Andrew is a super generous and amazing person, but I’m not sure this analogy makes much sense. Overpopulation on Mars is very unlikely to cause human extinction (or removal of self determination), in fact populations on Mars reduces the likelihood of human extinction.
Often there does not seem to be a common set of goals in our global society to reduce suffering or optimise global wellbeing.
Instead goals seem to be primarily profit driven with occasional government interest to very slightly readdress the balance. The pursuit of AGI seems to me, to be more in the camp of “it would be cool and worth a lot of money”, with some rationalisation that AGI will eradicate disease, give us longer lives and fix climate change.
We don’t need to wait for AGI to fix those problems. Sure, AGI could help out, but it’s a pretty long road, and has a big downside risk.
Example of AGI target: Fix diseases & reduce suffering
When it comes to eradicating disease and longer lives, we know that these are the age related diseases that we pretty much get only when we get old:
- Heart Disease
- Kidney Disease
- Alzheimers and other dementia
If we didn’t get old we wouldn’t (for the vast majority of people) get these diseases.

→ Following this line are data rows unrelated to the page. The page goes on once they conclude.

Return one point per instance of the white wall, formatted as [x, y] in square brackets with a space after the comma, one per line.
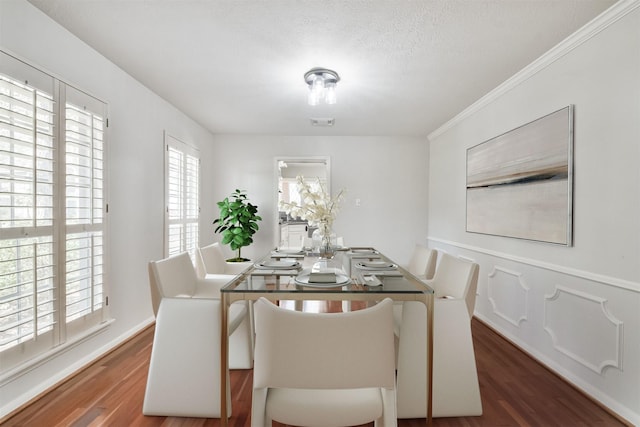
[388, 175]
[138, 118]
[577, 309]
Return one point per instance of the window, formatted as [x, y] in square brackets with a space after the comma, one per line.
[182, 195]
[52, 204]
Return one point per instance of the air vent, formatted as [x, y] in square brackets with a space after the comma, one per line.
[322, 121]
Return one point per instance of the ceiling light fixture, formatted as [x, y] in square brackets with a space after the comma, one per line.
[322, 85]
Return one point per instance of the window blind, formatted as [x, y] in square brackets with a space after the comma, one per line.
[182, 183]
[52, 204]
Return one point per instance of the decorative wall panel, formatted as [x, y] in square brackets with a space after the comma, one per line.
[590, 335]
[508, 295]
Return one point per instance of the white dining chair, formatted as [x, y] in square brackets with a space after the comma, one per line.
[456, 390]
[323, 369]
[210, 262]
[184, 370]
[184, 373]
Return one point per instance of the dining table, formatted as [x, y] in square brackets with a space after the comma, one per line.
[347, 274]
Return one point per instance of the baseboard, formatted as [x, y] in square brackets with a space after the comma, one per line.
[9, 409]
[541, 360]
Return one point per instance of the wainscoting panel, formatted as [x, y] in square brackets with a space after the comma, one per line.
[591, 335]
[508, 295]
[582, 325]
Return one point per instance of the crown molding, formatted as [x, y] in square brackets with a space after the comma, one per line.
[595, 26]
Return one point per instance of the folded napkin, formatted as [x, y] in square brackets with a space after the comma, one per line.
[318, 277]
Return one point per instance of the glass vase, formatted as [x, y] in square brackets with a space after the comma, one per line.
[324, 240]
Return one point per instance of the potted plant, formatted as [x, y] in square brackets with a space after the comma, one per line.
[238, 221]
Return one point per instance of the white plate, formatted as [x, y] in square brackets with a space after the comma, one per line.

So in this case it makes far more financial sense and well-being sense (if we cared about reducing suffering) to stop these diseases by improving our health-span or stopping ageing.
What are we doing to avoid getting old (apart from hoping for AGI)?
Pretty much nothing.
We spend huge on the symptoms of ageing (like cancer, alzheimers etc.) but not on the causes of those disease (getting old).

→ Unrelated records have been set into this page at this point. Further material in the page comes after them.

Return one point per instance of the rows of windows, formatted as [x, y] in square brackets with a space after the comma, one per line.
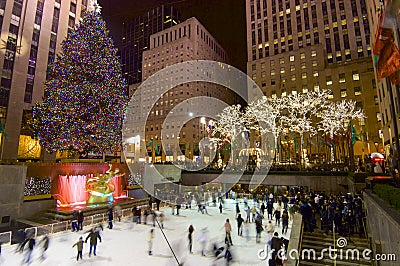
[304, 18]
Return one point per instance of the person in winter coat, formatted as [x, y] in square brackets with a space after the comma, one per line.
[240, 222]
[228, 230]
[74, 221]
[151, 237]
[93, 235]
[110, 218]
[79, 247]
[285, 221]
[45, 245]
[203, 239]
[190, 237]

Another AGI target: Fix climate change?
What are we doing to prevent climate change?
Pretty much nothing.
Conversely, for the most part in this country, we are continuing doing our best to create more fossil fuels and eradicate the Great Barrier Reef.
Why am I going on about these off-topic issues? Because we seem to be way more interested in creating AGI, expending large resources on it because of the promise to solve all the problems we have, which we don’t seem that interested in actually directly solving.
It seems far more rational, rather than spending resources on creating AGI to solve our “big” problems, to focus and target these problems directly. Doing this now we could save a huge*** amount of time, effort and money and suffering, rather than hoping for a godlike (or devil like) AGI intervention in the future.
Human level Artificial Intelligence is part of the AI hype. It needs to be separated from the standard analysis of using AI to innovate. The pursuit of AGI in my view is risky and that it should be a lower priority than creating other technology that directly focuses on reducing suffering (be through ill health or climate change), or improving our global wellbeing.
* I’m not trying to paint DeepMind as the villain here, they’ve recently created a AI program called AlphaFold which predicts protein structure – a very important requirement for understanding and improving cell health therapies. I’m suggesting that for every DeepMind we should twenty other companies working directly on the problems that AGI is supposed to address.
** I’ve got mixed feelings on the suggested exponential rate of tech development. I tend to move between these three thoughts:
- (grumbling) “where is the singularity when you need it? My sports injuries are really annoying me and I want a pill to fix them.”
- “I’m pretty sure my bank balance is going to go exponential – its been flatlining for a long time – apparently that must mean it’s just about to hockey stick upwards!”, and
- I actually like being human – do I really have to become 1s an 0s?
*** I almost used the word “bigly” here, but thought it might backfire. Since no one reads the notes at the bottom of the page, there is no potential for humour backfiring.
- Bostrom, Nick (2014). SuperIntelligence: Paths, Dangers, Strategies.
- Ford, Martin (2018). Architects of Intelligence, The Truth about AI from the People Building it.